Object storage takes a different design approach than file or raw block storage. By essentially limiting I/O to just storing and retrieving whole blobs (i.e., whatever size binary large object you want to store as an object) in a flat namespace, it can readily scale out to billions and even trillions of objects. Obviously an object can be a file, but it is really any arbitrary set of raw data bits.
Some object storage systems use erasure coding for data protection, which is basically RAID for distributed objects. In most cases, however, data protection is achieved via outright replication, which lessens the cost of storage nodes, but at some penalty against total storage capacity.
There are other drawbacks to object storage: Client applications must keep track of their stored object's unique storage keys; they can't edit files in place on the storage system; humans aren't able to navigate directly around the namespace. But for applications, especially Web-oriented ones, object storage provides great natural alignment.
Distributed object storage with built-in replication can also act like a content delivery network. Object storage provides a natural data layer for massive, global, distributed, multi-tenant storage services, and is therefore often associated with cloud building.

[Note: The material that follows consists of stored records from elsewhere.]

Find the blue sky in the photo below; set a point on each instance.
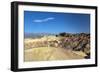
(52, 22)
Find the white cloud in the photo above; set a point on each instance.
(43, 20)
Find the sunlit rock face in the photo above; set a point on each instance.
(57, 47)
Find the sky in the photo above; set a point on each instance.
(52, 22)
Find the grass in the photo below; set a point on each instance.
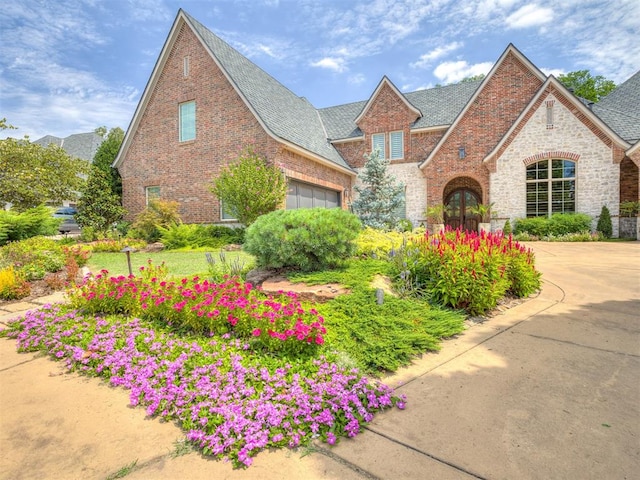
(379, 338)
(179, 262)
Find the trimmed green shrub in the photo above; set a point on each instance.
(308, 239)
(604, 223)
(556, 225)
(159, 213)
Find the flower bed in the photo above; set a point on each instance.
(231, 401)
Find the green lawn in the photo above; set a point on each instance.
(179, 263)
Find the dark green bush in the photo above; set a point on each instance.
(604, 223)
(308, 239)
(565, 223)
(36, 221)
(558, 224)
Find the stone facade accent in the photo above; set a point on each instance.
(597, 175)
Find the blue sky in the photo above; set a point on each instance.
(69, 66)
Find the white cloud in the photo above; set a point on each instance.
(336, 64)
(357, 79)
(531, 15)
(553, 71)
(426, 59)
(452, 72)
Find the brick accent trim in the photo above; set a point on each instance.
(552, 154)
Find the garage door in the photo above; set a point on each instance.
(305, 195)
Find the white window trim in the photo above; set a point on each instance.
(180, 134)
(391, 157)
(374, 147)
(146, 193)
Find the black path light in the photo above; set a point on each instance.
(128, 251)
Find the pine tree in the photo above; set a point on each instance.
(379, 196)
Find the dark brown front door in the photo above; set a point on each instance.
(459, 204)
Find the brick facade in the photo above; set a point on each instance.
(431, 168)
(224, 128)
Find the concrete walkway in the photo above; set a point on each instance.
(549, 389)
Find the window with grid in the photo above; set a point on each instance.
(377, 143)
(187, 121)
(551, 187)
(152, 193)
(396, 145)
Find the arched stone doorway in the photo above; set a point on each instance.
(461, 195)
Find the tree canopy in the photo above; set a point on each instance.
(31, 175)
(250, 187)
(587, 86)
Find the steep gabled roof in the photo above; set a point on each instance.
(576, 102)
(374, 95)
(621, 109)
(511, 49)
(439, 107)
(288, 118)
(78, 145)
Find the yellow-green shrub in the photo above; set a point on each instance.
(12, 285)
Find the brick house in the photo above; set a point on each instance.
(517, 138)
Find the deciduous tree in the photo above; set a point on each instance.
(250, 187)
(587, 86)
(31, 175)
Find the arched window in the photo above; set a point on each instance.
(551, 187)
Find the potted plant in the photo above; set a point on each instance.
(435, 216)
(484, 212)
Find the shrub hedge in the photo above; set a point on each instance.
(307, 239)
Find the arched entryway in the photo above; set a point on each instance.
(461, 195)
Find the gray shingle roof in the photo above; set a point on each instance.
(286, 115)
(620, 110)
(79, 145)
(439, 106)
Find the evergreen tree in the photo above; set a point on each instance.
(106, 154)
(604, 223)
(98, 207)
(380, 195)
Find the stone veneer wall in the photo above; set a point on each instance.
(597, 176)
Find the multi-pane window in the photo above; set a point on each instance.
(378, 143)
(551, 187)
(396, 145)
(152, 193)
(187, 121)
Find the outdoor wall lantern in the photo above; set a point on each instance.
(128, 251)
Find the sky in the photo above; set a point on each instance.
(70, 66)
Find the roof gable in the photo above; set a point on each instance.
(555, 87)
(511, 50)
(286, 117)
(385, 82)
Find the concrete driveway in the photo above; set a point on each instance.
(549, 389)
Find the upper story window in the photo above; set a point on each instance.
(551, 187)
(185, 66)
(187, 121)
(396, 145)
(378, 143)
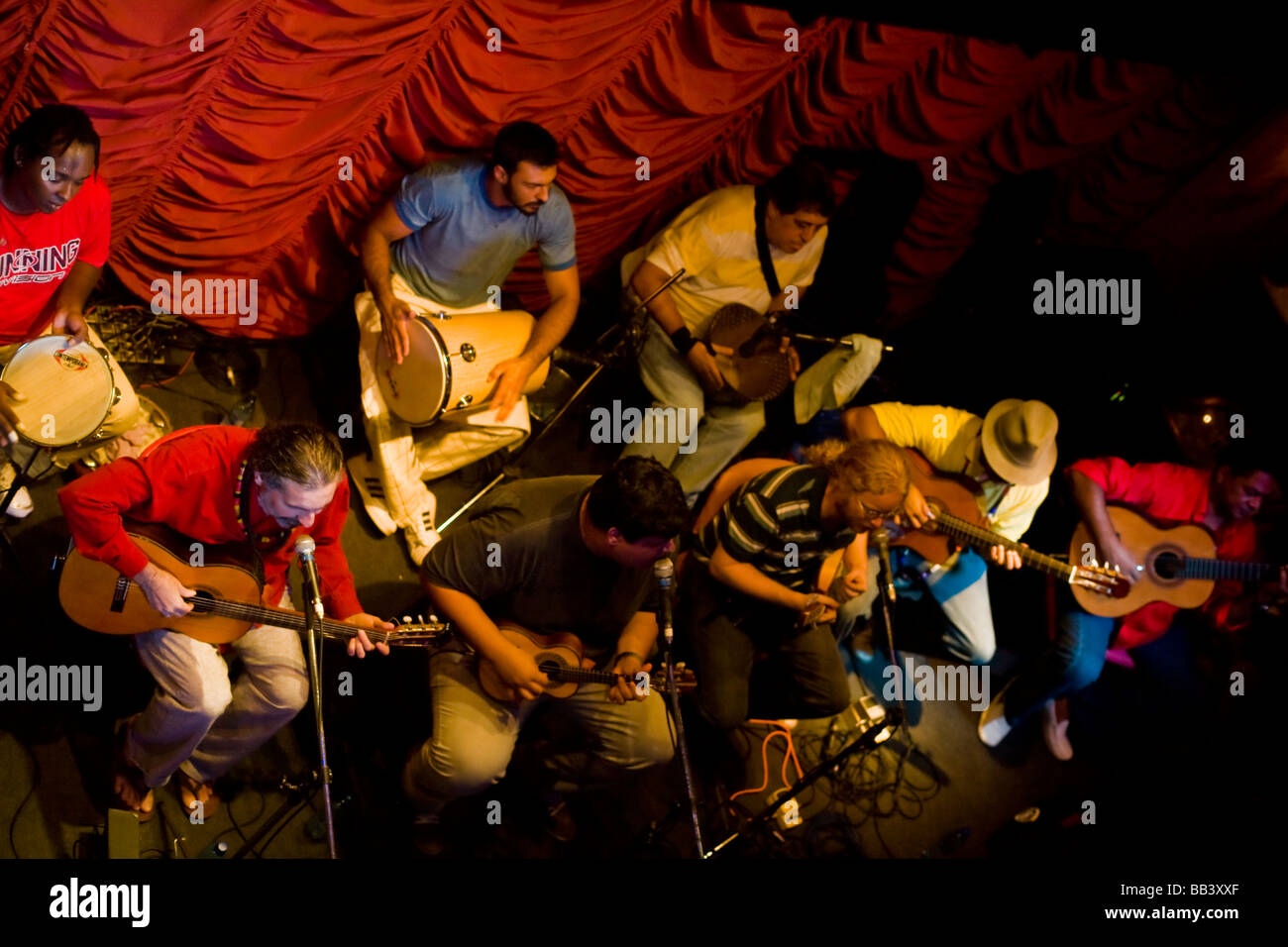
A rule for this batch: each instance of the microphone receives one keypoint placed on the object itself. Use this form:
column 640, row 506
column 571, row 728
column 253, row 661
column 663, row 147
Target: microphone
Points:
column 304, row 548
column 664, row 570
column 883, row 538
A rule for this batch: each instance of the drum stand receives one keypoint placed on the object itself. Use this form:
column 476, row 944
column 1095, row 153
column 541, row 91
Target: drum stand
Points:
column 7, row 500
column 300, row 791
column 600, row 364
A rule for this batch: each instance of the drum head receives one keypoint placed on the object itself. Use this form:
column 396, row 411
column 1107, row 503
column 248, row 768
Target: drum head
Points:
column 68, row 390
column 416, row 390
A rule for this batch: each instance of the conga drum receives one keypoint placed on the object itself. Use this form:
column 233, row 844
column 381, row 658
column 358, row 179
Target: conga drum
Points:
column 450, row 359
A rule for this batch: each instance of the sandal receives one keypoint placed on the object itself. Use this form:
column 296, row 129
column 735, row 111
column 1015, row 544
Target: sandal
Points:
column 192, row 791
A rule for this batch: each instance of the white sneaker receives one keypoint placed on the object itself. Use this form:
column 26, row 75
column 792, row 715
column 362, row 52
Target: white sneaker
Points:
column 419, row 543
column 366, row 478
column 1055, row 732
column 21, row 505
column 993, row 724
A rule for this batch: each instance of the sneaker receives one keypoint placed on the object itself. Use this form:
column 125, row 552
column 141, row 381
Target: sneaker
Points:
column 21, row 505
column 993, row 724
column 366, row 478
column 1055, row 729
column 419, row 543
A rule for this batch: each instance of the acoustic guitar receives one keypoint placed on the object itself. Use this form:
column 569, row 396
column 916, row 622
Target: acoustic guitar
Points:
column 958, row 523
column 559, row 659
column 230, row 587
column 1177, row 565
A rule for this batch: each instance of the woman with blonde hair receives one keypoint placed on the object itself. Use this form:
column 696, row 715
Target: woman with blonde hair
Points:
column 760, row 560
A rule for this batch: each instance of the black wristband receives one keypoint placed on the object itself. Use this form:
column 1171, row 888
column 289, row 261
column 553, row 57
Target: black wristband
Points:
column 683, row 341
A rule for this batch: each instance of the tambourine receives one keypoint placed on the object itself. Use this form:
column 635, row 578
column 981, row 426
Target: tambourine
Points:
column 758, row 368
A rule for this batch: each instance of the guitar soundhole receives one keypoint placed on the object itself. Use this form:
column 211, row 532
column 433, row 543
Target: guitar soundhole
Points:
column 201, row 602
column 1168, row 566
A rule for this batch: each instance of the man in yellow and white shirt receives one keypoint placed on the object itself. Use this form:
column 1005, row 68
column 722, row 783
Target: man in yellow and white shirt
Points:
column 713, row 240
column 1010, row 454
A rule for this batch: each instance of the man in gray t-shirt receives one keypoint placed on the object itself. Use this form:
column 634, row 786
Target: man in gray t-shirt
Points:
column 462, row 227
column 568, row 554
column 449, row 239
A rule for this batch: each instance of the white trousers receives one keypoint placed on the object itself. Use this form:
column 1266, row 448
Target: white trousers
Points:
column 201, row 720
column 407, row 457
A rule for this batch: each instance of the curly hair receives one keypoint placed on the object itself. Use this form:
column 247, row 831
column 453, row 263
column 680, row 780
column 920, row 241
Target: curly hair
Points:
column 303, row 454
column 864, row 467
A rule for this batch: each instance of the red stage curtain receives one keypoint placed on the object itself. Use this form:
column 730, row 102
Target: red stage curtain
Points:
column 226, row 162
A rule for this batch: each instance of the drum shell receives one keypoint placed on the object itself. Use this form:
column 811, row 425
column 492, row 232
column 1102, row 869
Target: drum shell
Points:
column 68, row 386
column 436, row 376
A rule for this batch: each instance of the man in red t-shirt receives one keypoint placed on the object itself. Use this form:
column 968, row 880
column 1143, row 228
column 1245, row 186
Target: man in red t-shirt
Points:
column 218, row 484
column 54, row 235
column 1224, row 500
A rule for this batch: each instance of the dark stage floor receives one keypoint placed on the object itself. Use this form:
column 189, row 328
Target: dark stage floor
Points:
column 1158, row 781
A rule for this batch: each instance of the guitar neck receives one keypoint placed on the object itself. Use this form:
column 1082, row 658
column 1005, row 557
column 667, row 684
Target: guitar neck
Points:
column 278, row 617
column 1229, row 570
column 974, row 535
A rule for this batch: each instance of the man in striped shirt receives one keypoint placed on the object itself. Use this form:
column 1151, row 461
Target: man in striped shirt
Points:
column 755, row 589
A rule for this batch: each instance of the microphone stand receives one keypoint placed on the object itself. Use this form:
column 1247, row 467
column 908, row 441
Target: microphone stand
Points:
column 301, row 789
column 665, row 573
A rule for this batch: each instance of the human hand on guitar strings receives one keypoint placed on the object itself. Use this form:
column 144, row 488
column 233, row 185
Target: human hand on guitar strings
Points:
column 360, row 644
column 702, row 360
column 519, row 672
column 625, row 688
column 163, row 590
column 1010, row 558
column 815, row 608
column 915, row 512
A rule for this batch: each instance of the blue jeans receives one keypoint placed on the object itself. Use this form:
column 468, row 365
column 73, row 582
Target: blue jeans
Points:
column 1070, row 664
column 960, row 590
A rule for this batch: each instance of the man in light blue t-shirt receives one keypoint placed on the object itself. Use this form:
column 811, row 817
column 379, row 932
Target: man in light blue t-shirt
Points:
column 451, row 235
column 456, row 228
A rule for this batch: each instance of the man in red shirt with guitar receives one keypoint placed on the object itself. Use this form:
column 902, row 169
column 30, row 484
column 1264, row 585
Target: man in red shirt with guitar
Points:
column 1167, row 569
column 218, row 484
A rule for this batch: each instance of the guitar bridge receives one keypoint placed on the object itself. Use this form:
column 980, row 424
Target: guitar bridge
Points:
column 123, row 589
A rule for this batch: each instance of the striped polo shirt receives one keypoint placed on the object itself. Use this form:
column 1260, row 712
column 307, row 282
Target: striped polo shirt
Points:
column 776, row 522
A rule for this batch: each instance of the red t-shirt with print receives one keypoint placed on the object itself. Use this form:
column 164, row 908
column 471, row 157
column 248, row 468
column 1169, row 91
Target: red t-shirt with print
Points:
column 38, row 250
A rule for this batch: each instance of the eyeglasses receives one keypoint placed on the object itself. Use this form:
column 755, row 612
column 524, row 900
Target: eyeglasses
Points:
column 876, row 514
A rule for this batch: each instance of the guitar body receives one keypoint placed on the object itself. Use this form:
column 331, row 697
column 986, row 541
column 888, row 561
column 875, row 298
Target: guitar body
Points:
column 99, row 598
column 562, row 650
column 1157, row 548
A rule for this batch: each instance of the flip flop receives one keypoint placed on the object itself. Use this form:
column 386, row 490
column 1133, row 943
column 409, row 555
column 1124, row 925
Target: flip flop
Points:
column 191, row 791
column 128, row 783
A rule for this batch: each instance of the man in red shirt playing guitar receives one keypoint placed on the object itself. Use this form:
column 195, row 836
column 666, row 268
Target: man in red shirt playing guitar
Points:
column 218, row 484
column 1224, row 501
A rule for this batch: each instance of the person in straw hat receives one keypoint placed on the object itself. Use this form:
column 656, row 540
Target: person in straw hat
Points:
column 1010, row 454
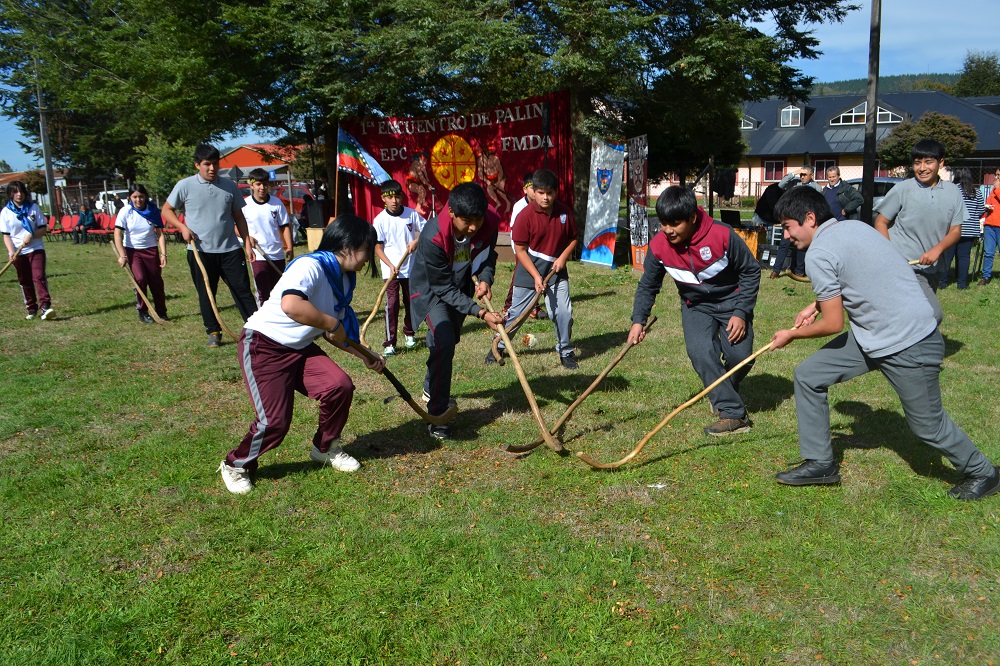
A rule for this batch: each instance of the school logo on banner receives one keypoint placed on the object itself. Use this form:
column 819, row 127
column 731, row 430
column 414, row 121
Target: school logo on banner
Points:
column 604, row 178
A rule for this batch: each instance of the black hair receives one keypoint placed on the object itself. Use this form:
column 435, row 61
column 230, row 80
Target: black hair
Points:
column 544, row 179
column 206, row 151
column 468, row 200
column 391, row 187
column 675, row 204
column 927, row 148
column 18, row 186
column 348, row 233
column 797, row 202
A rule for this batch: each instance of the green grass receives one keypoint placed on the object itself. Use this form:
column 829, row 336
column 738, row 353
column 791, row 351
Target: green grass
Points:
column 121, row 546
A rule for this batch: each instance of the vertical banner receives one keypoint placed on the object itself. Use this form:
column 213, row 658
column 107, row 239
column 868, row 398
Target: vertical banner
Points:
column 638, row 218
column 607, row 161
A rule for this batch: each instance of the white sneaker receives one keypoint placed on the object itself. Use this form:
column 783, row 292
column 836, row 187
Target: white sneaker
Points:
column 335, row 458
column 237, row 479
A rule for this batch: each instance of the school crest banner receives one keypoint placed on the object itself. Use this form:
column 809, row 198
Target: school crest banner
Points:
column 606, row 165
column 638, row 217
column 493, row 147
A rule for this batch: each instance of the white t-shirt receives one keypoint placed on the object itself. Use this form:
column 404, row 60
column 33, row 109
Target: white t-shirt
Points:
column 264, row 222
column 138, row 232
column 305, row 275
column 11, row 226
column 395, row 232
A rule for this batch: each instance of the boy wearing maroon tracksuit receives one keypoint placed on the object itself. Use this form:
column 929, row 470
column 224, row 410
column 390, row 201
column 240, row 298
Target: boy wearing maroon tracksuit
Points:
column 717, row 278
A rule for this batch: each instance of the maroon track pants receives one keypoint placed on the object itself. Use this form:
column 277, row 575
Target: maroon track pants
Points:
column 273, row 373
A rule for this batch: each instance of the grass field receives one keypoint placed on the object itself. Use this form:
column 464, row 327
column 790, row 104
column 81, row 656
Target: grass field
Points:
column 120, row 544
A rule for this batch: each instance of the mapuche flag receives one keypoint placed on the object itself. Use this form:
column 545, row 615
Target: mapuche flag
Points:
column 354, row 159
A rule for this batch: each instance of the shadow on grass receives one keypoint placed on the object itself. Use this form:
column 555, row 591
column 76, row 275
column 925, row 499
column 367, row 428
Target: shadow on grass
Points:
column 883, row 428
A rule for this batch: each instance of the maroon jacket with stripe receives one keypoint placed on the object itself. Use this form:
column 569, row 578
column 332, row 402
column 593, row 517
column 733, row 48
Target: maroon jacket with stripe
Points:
column 433, row 278
column 713, row 267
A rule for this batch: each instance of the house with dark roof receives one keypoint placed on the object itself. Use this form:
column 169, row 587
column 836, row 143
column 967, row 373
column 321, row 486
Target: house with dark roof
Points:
column 829, row 131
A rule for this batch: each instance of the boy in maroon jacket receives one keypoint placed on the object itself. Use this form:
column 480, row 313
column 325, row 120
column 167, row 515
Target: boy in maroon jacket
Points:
column 717, row 278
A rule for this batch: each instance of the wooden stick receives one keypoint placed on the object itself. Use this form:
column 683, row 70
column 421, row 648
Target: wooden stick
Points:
column 442, row 419
column 378, row 301
column 550, row 441
column 208, row 290
column 638, row 447
column 138, row 290
column 583, row 396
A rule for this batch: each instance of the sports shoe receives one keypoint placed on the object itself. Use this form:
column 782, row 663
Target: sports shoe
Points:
column 977, row 487
column 335, row 458
column 439, row 432
column 811, row 473
column 237, row 479
column 724, row 427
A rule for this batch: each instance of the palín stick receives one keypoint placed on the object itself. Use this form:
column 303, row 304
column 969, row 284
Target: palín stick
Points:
column 378, row 301
column 550, row 441
column 638, row 447
column 497, row 354
column 449, row 414
column 583, row 396
column 138, row 290
column 208, row 290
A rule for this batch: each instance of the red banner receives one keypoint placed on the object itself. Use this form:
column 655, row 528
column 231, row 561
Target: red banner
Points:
column 494, row 147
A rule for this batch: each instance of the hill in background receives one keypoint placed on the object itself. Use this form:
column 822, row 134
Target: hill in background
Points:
column 898, row 83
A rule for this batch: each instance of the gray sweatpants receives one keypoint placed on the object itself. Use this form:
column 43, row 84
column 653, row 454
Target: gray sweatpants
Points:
column 559, row 307
column 912, row 373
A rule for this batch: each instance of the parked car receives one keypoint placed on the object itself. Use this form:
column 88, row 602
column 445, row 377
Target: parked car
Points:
column 882, row 186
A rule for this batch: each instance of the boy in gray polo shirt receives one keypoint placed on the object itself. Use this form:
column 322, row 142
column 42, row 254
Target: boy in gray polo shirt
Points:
column 893, row 330
column 922, row 217
column 212, row 214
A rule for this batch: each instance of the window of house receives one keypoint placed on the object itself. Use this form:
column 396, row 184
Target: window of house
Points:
column 774, row 170
column 791, row 116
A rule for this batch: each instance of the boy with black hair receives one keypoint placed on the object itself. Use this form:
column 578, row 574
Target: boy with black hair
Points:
column 893, row 329
column 544, row 239
column 453, row 248
column 397, row 229
column 922, row 217
column 717, row 278
column 268, row 224
column 213, row 213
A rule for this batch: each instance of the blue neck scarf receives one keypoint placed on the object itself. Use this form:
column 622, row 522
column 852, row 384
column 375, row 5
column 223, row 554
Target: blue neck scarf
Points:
column 334, row 275
column 150, row 213
column 22, row 215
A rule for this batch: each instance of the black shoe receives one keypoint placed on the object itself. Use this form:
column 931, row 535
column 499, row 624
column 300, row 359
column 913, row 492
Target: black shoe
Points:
column 811, row 473
column 977, row 487
column 439, row 432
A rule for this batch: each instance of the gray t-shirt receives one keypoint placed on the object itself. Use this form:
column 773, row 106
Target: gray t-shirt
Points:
column 921, row 216
column 208, row 210
column 884, row 302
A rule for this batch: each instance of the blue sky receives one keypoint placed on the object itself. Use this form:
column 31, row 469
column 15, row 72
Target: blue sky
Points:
column 918, row 37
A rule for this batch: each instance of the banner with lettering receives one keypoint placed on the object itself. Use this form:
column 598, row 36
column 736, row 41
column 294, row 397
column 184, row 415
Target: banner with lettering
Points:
column 493, row 147
column 638, row 217
column 606, row 164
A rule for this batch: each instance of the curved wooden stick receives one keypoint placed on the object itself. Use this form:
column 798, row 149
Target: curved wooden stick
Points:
column 511, row 448
column 442, row 419
column 550, row 441
column 378, row 301
column 497, row 354
column 138, row 290
column 208, row 290
column 638, row 447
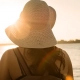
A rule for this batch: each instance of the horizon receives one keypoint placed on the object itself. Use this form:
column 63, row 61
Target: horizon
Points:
column 67, row 26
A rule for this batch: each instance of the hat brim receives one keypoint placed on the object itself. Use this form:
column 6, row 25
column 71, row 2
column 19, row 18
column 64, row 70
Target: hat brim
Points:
column 31, row 38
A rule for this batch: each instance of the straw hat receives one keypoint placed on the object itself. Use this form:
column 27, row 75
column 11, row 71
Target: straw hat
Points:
column 33, row 28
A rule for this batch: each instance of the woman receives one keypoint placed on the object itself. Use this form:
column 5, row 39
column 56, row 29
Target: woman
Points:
column 36, row 43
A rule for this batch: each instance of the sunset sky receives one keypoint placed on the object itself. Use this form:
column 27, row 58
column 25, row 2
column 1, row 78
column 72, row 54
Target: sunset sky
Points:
column 67, row 24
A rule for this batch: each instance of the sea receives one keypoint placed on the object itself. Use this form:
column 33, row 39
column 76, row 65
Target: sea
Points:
column 72, row 49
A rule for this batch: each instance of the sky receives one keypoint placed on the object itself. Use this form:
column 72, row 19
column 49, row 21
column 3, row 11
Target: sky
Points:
column 67, row 24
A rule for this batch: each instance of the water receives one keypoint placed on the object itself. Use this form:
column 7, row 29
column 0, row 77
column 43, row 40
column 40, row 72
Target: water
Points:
column 73, row 51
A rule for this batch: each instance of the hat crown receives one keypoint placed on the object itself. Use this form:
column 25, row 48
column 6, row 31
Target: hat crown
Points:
column 35, row 12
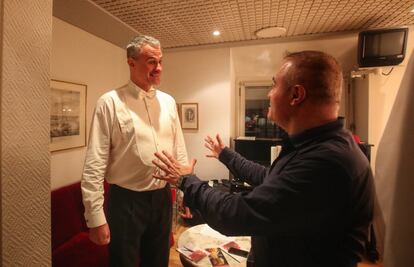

What exactly is an object storage system? There are object systems that are internally built over file systems, and file systems supporting object storage APIs. In the cloud, there are massively scalable distributed file services built over object storage (e.g., Dropbox on Amazon Web Services S3). We even see object storage used for block-based I/O when supported by fast native object stores (e.g., DDN WOS). But the takeaway here is that object storage is a fundamental part of the answer for the largest growing storage requirements.
Here we should mention Apache Hadoop and its Hadoop Distributed File System (HDFS). Hadoop is designed for storing and processing big data on scale-out clusters. Still, Hadoop data is usually found in large files. When it comes to number of files, HDFS can only realistically track about 10 million in its memory-constrained name-node controllers.
While a big data lake might serve for an enterprise's data sets in terms of its large databases, unstructured text repositories and accumulating logs, it's not designed to deliver storage services for trillions of files or objects.
There are some hybrid big data solutions like MapR and IBM Infosphere BigInsights using GPFS that can provide far more capable storage services under Hadoop than native HDFS. And recently, BlueData Software rolled out a Hadoop virtualization solution, which essentially makes big data processing possible over whatever storage arrays the data is already sitting in, turning the idea of the data lake inside-out.
Cloud-hosted storage is increasingly popular: making use of elastic cloud storage as a colder storage tier backing up on-premises data. You see this in the popularity of Microsoft's StorSimple and NetApp's SteelStore based on its Whitewater acquisition from Riverbed. And most object store use cases, hosted and on-premises, naturally look like cloud service offerings.
But what about live block storage? Zadara Storage offers a way for you to pay for block storage as an elastic subscription. The company delivers the storage using a hybrid of pre-positioned, on-premises (your data center) scale-out appliances and virtual cloud hosted arrays.
On the high end, IBM's high-powered GPFS has also been rolled into an elastic cloud storage system: scale-out, multi-protocol and suitable for high performance workloads and cloud-building. The EMC ECS Appliance is their latest generation of scale-out cloud-building storage, and Red Hat Storage based on Gluster is another good option.
Mike Matchett is a senior analyst and consultant at Taneja Group.